I was a people pleaser so I lacked self esteem and I chased atta girls who made me feel valuable and as a people pleaser I said yes to everything, I will chair the committee for sure, happy to host the party and Of course, I will do your job. and mine and jerry's work no problem i don't know what your experience is but every time i really tried hard to try to please someone they were never as happy as i had planned so not only was i exhausted but I was also a little resentful and this was the perfect storm to justify another one.
I deserve it. Changing this habit by learning to say no when there is too much on my plate, so to speak, really helped me reduce my stress and my feelings of hunger, now the latter. It is key to overcoming my emotional eating. Super important to get support from a community of other emotional eaters. Research shows that group support increases weight loss results and it makes sense. I mean, the temptations to eat unhealthy foods are everywhere. I think about television commercials, supermarket checkout lines, and parties. so overindulging is a socially acceptable pastime that is difficult to control without support, plus I must tell you that there is nothing more comforting than connecting with those who truly know the shame and humiliation of behaviors like picking out binge eating from the trash, so You might be thinking, isn't it silly to need help with something so basic and seemingly easy to control?

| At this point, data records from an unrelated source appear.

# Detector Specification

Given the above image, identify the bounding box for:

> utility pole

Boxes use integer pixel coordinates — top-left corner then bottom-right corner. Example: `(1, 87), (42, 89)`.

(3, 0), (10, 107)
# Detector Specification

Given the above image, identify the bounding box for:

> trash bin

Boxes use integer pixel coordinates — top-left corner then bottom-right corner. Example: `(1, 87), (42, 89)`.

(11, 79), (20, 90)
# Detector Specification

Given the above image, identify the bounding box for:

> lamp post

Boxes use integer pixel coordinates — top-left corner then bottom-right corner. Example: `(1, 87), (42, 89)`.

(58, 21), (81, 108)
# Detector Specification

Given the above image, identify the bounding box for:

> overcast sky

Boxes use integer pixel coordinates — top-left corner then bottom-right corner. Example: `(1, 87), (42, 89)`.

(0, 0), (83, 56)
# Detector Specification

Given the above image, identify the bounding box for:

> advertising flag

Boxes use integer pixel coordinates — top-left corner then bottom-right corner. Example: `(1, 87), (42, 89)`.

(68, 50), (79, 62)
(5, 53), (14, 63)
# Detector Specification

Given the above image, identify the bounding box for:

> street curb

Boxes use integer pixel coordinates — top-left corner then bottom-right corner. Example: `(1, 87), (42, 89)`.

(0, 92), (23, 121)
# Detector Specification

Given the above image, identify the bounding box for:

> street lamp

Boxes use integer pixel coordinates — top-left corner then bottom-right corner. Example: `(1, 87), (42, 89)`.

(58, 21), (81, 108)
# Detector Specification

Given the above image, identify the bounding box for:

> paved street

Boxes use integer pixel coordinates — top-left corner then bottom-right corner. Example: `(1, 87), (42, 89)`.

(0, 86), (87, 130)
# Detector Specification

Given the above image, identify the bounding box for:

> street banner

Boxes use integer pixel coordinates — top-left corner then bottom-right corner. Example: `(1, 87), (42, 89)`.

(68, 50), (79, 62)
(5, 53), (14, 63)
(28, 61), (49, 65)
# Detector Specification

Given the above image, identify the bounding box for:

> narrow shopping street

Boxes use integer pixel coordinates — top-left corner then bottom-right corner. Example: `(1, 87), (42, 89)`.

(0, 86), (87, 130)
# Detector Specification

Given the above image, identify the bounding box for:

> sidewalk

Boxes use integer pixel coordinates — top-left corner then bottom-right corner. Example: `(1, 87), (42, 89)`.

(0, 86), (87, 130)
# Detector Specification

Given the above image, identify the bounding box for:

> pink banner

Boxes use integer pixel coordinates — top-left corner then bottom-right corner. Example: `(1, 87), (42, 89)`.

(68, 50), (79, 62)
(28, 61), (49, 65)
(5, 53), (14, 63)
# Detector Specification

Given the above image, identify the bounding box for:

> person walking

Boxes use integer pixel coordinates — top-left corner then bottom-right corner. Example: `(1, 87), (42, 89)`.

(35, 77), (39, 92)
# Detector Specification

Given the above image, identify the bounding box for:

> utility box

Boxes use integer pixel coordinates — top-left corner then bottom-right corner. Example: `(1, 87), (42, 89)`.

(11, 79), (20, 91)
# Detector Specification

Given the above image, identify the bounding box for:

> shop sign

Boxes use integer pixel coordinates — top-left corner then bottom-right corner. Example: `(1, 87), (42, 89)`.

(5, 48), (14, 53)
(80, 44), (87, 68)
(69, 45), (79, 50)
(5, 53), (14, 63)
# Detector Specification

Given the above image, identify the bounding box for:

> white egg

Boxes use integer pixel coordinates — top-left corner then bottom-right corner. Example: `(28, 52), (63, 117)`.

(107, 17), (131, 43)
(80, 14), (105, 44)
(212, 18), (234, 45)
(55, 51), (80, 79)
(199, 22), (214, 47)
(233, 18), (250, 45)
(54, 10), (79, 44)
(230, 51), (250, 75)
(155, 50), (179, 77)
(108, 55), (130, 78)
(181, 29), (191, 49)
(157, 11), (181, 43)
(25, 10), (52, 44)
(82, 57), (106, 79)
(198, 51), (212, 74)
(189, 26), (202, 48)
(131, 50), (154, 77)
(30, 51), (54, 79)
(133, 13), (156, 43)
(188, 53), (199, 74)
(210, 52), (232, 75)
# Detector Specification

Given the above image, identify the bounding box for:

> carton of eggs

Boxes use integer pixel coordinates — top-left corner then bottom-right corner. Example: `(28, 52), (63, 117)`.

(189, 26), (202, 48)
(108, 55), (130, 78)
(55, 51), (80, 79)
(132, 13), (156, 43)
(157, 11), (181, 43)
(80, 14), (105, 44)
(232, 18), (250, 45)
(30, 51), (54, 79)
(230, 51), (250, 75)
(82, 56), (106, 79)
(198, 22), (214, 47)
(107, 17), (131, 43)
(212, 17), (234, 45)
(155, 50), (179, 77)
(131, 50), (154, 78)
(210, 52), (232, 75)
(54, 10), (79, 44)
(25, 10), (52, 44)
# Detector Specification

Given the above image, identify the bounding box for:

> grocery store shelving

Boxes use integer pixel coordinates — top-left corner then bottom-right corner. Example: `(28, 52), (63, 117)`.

It's what I put in my mouth not so quickly. The truth is that emotional eating is one of the hardest addictive habits to break. Because? Because we have to eat what we are faced with is really similar to getting a grumpy tiger out of the cage trying to get past the friendly kitten and then somehow getting him back in the cage without being mauled, it's not that easy at all. Unless you have the right kind of support. Sarah is a mom. wife and award-winning producer who is tired of her sugar dependency, it turns out she was numbing her feelings with more than just foods like Nicorax gum or a glass of wine at night and working too much.

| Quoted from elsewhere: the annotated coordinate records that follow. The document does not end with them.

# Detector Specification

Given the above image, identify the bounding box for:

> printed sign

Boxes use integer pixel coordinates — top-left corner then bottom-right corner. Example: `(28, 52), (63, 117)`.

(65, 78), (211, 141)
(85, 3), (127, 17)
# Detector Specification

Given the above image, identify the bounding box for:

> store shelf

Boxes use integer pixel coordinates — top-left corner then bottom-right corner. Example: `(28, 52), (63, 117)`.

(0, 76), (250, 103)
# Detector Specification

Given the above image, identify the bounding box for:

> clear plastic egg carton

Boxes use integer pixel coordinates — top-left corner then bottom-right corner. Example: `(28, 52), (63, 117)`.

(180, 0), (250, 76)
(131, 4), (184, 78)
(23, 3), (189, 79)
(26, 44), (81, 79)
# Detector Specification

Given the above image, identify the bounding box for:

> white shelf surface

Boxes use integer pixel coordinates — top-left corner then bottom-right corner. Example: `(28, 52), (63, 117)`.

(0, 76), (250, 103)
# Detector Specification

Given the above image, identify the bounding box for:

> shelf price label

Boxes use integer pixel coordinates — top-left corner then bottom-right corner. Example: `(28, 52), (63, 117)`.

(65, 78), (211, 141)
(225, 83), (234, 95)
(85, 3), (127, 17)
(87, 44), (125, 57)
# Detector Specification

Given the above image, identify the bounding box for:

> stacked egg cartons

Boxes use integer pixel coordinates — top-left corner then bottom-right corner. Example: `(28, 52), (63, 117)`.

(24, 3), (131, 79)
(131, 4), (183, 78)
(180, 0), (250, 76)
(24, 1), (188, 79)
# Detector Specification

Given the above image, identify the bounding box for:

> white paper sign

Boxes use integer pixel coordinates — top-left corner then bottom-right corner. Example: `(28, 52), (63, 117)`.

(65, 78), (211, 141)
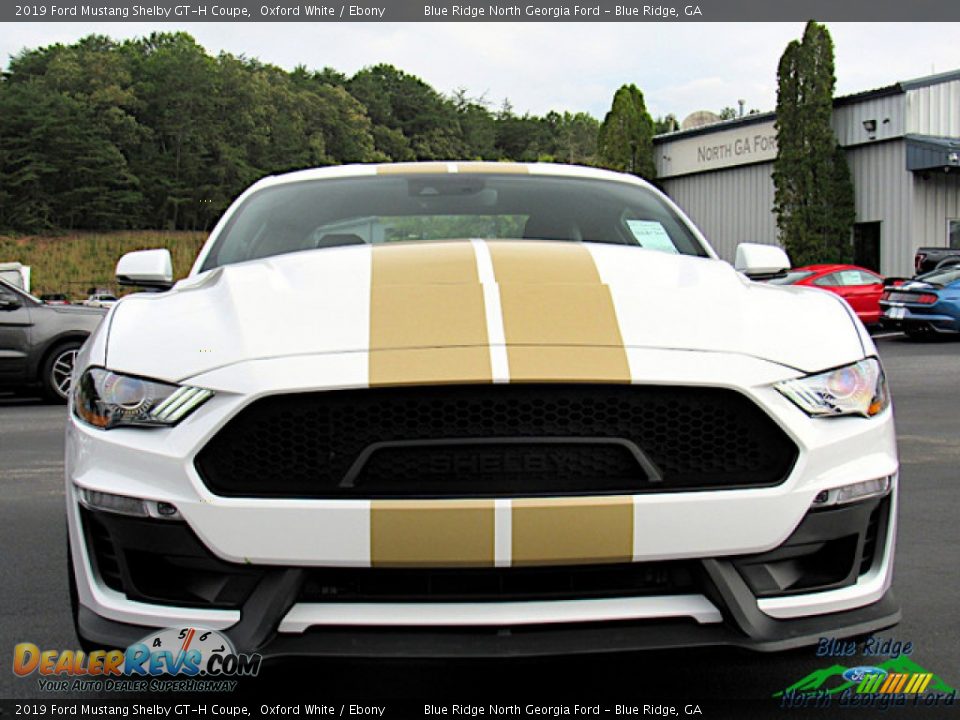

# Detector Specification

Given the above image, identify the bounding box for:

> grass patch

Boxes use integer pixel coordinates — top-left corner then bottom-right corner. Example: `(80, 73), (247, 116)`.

(0, 230), (207, 300)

Sarah often worked during breakfast and lunch and paid for it. With a late-night binge, she never gave herself time to simply relax. Sarah was on edge when she asked for help, so within weeks of learning new ways to process her emotions and address her feelings and stress, Sarah wasn't just out of her depth. all the stimulants that had kept her propped up, but she also felt much less anxious. As Sarah was returning home, her daughters noticed a difference and even asked how they could adopt these same practices for themselves. You can develop the same sense of peace.
Take the mood test and really ask yourself what happens when you find yourself making another trip to the kitchen, is it perhaps for a painkiller as an escape or are you feeling bad about something and is it a form of punishment? Then manage your stress by implementing self-care habits that can help you feel more centered and also watching for things like pleasing people who may be causing you the most stress and ultimately nourishing your soul through connection and community with other emotional eaters. that can help you stay accountable and stay on track with your goals, these simple steps, while they have nothing to do with food, can have a real impact on your food choices and your ability to reach the weight that works best for you. .
I leave you with this. I believe we can all enjoy a relationship with food and ourselves that is both peaceful and self-caring. Start by looking beyond food for answers. Thank you.